Pan-Fried Lemon Tilapia

Inspired by Sole Meunier Recipe by the Barefoot Contessa

Well, it is really cold and I don’t really want to go out to the store for sole. I do have a dozen Tilapia fillets and am wondering if I can make it work. Stay tuned.

Well, it worked! At least according to Jeff, the husband.

Tilapia served with Couscous

First, I heated the oven 200 degrees and placed my 3 plates in there. To warm the plate so the fish stays warm longer. Brilliant trick and it worked perfectly.

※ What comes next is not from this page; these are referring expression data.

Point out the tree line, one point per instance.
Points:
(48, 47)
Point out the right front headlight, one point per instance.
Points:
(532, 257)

– Washed and dried off 6 Tilapia fillets with paper towel
– Squeezed 6 lemons for the juice (remove seeds)
– 3 tablespoons of lemon zest in a bowl
– Finely diced 1/2 bunch cilantro (I think you can use parsley)
– Placed 1 cup of all-purpose flour in a wide bowl. Added 2 tablespoons salt and 2 tablespoons of freshly ground pepper

Heat 1 stick of unsalted butter in a large skillet. I used my beautiful All Clad fish skillet but I am sure any wide skillet would do. You don’t want to crowd the fish, so make certain there is plenty of room.
I then dredged my fish fillet in the flour. Once the butter starts to brown, place the fillets on the skillet – be sure not to crowd the fish. Let is brown for 2 minutes. Turn it over. Pour the lemon juice into the skillet and add the lemon zest as well. Let it cook for around 3 mins. Make certain that it is browned (which it should have).

Remove your warm plates from the oven and place the fish on it. Pour excess sauce on the fish, sprinkle cilantro or parsley.

You can serve this with just about anything – pasta or couscous.

It actually turned out to be quite delicious. I would adjust the butter, salt and pepper according to your taste.